Indoo Ki Jawani was previously slated to release in June this year but got postponed owing to the coronavirus pandemic. Now, the movie that opened in theatres on 11 December, is the second theatrical release after Manoj Bajpayee-starrer Suraj Pe Mangal Bhari. “When the producers have taken the decision of theatrical release, they must have done all the calculations, and it is a good intent. They have to really believe in the film to release it in theatres. We know that the footfalls are very less due to fear in people’s minds. I went to the theatres myself to check, and they are taking proper measures for safety. I am glad that my film can become a part of that transition process when things are slowly opening up. It is not the right time to think about the box office, and me or the actors are not taking any pressure on that front. If the story reaches a maximum number of people, any medium is fine,” says Sengupta.
“I have no apprehensions at all,” says Seal, who has just started shooting Bosco Martis’s directorial debut, dance film Rocket Gang, in Goa. “People are losing jobs, lives are lost, and all that is of major concern. I have also been through a lot of s**t during the lockdown but when I saw the trailer for the first time, I forgot all my miseries. It made me smile.
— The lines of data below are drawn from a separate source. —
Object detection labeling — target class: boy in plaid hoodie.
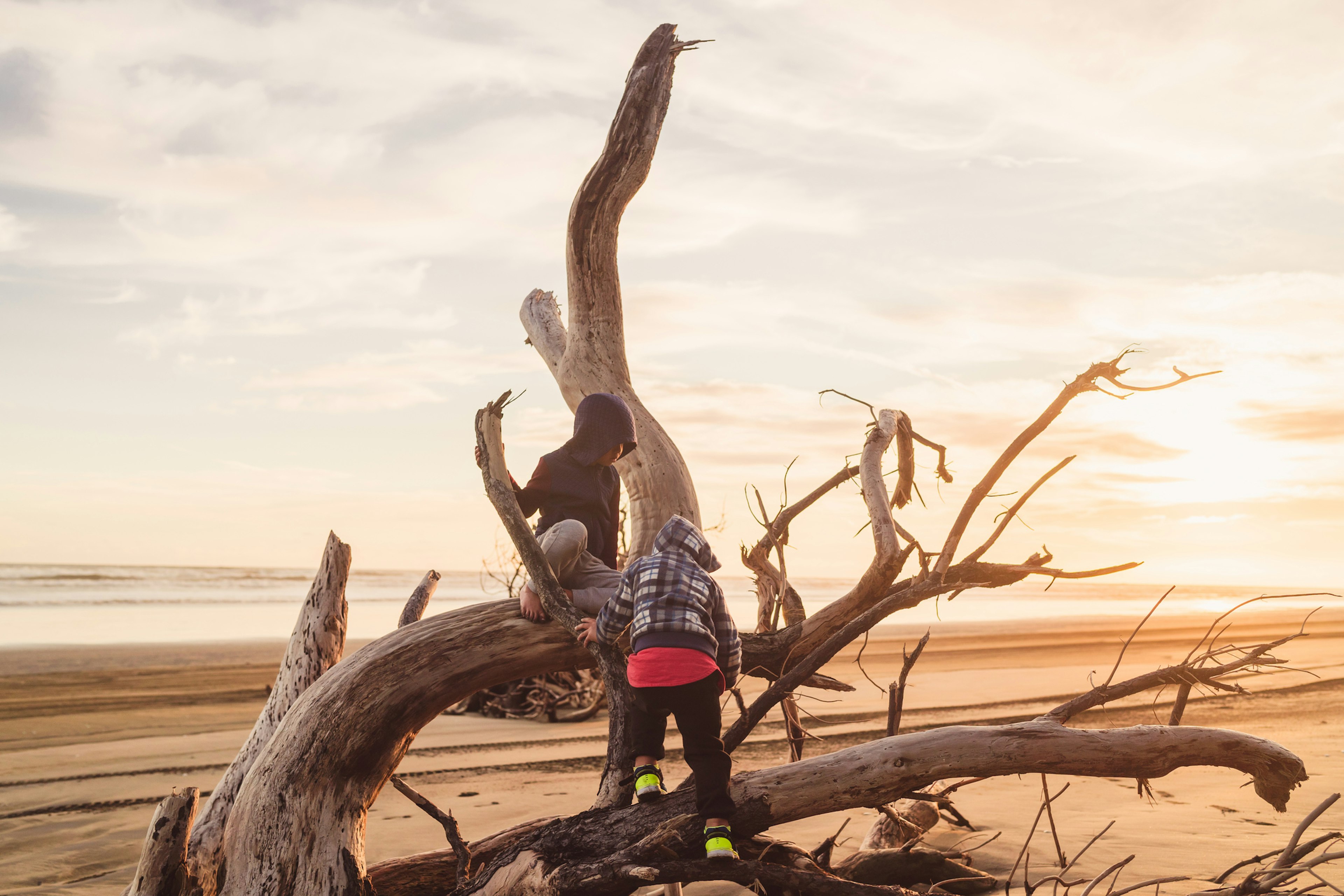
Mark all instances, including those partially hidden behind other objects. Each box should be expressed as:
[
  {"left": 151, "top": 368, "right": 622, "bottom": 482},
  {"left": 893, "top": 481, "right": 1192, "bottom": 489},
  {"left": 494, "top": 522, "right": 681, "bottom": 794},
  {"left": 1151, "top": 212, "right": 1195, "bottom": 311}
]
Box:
[{"left": 578, "top": 516, "right": 742, "bottom": 859}]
I watched the film recently, and for those two hours, I had absolutely forgotten about the outside world. It felt like everything was back to normal. I am not concerned about the footfalls but just that any number of people that go to watch the film should be reminded of what the world is supposed to be, what happy times are supposed to be. We have seen so many films on OTT, and now, when I saw the songs in my film, it was something that I was missing. It made me feel alive again. I am not concerned about the (box-office) numbers at all. I just want people who go and watch come out happy and satisfied."